= Alan Isler =

American novelist and professor

Alan Isler (September 12, 1934 – March 29, 2010) was an English-American novelist and professor. He left his native England for the United States at age 18, served in the US Army from 1954 to 1956, received a doctorate in English Literature from Columbia University and taught Renaissance Literature at Queens College, City University of New York from 1967 to 1995. In 1994 he won the National Jewish Book Award and the JQ Wingate Prize for his first novel “The Prince of West End Avenue”, which was also a finalist for the National Book Critics Circle Award. He has subsequently published four other works: “Kraven Images” (1996); “The Bacon Fancier”, also known as “Op.Non.Cit.”, (1999); “Clerical Errors” (2002); and “The Living Proof” (2005).

His writing has been described as dense but comical, referential and intellectual in the tradition of Nabokov, and is often concerned with the condition of the solitary Jew in a Gentile world.

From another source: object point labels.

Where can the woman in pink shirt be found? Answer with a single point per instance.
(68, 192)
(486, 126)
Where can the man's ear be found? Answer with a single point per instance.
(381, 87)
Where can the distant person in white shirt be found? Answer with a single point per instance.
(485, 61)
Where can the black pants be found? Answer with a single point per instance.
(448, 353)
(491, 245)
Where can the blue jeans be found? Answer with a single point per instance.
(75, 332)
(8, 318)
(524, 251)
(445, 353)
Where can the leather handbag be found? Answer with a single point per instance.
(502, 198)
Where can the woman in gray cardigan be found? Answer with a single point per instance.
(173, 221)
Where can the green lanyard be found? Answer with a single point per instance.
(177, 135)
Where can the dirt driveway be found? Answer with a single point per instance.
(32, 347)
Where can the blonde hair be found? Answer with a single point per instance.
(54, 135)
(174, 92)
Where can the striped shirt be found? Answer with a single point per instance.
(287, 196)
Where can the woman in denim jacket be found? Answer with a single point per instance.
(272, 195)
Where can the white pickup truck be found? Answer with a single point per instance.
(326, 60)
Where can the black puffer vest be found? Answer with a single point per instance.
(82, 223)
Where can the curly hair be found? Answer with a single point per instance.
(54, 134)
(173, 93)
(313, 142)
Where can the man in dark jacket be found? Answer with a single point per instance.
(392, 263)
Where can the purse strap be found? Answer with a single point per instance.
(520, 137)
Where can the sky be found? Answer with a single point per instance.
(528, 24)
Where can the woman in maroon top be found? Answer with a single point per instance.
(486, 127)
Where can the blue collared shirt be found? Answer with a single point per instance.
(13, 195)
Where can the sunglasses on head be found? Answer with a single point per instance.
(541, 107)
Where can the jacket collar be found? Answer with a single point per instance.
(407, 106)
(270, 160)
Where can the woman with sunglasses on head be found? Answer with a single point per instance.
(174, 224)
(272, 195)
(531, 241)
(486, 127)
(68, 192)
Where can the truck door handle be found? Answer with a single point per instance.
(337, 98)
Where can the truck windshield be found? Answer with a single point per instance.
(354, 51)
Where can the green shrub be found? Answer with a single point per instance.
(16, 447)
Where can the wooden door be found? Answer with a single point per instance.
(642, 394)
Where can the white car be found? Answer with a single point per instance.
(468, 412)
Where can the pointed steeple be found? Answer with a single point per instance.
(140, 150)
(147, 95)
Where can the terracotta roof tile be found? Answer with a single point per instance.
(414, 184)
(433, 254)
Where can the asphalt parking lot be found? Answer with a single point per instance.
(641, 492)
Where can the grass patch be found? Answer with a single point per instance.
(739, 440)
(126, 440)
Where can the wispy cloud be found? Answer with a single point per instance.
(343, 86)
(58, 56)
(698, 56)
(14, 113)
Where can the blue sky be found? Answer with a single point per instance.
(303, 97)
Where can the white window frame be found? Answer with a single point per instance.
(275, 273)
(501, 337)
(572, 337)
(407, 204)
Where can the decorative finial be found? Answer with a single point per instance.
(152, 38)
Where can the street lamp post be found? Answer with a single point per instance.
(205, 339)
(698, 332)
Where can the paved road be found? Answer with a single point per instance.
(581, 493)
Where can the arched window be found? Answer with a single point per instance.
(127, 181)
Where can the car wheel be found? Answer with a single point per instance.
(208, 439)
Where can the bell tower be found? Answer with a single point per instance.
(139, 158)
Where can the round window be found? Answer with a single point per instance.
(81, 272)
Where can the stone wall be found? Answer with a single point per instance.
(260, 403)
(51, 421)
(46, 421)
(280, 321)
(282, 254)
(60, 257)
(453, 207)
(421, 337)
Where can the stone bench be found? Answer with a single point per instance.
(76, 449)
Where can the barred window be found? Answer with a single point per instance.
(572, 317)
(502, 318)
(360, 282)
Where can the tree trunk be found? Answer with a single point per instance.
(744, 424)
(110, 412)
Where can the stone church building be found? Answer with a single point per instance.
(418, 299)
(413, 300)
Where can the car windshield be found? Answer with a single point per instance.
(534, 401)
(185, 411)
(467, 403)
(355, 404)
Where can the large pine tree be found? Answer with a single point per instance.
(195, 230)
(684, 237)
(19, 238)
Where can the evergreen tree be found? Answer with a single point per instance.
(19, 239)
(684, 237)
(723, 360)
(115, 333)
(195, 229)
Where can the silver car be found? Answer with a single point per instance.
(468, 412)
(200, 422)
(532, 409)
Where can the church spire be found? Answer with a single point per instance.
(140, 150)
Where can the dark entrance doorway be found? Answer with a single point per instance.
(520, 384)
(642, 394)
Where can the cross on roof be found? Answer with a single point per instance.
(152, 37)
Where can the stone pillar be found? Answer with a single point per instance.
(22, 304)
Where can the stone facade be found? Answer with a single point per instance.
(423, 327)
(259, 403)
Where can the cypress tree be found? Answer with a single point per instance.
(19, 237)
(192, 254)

Alan Isler died after a long illness on March 29, 2010.

==Works==

- The Prince Of West End Avenue 1994, a comedy set in a New York Jewish old persons' home, and centred on the retirees’ preparations for their upcoming production of Hamlet.
- Kraven Images 1996, partly a hilarious sixties-style sex-romp set in a Bronx College, and partly a mad but mournful attempt to resolve the past in London and Yorkshire.
- The Bacon Fancier, also published as Op. Non. Cit. 1999, four satirical tales wrought from the sideshows of literature.
- Clerical Errors 2002, in which the peregrinations of a Jewish Catholic priest give rise to a fierce yet tender lampoon of Catholicism. German translation "Klerikale Irrtümer", Random House - Berlin Verlag, Berlin 2002, Printed by Friedrich Pustet Verlag Regensburg
- The Living Proof 2005, a famous and anti-Semitic painter hires a Jewish biographer.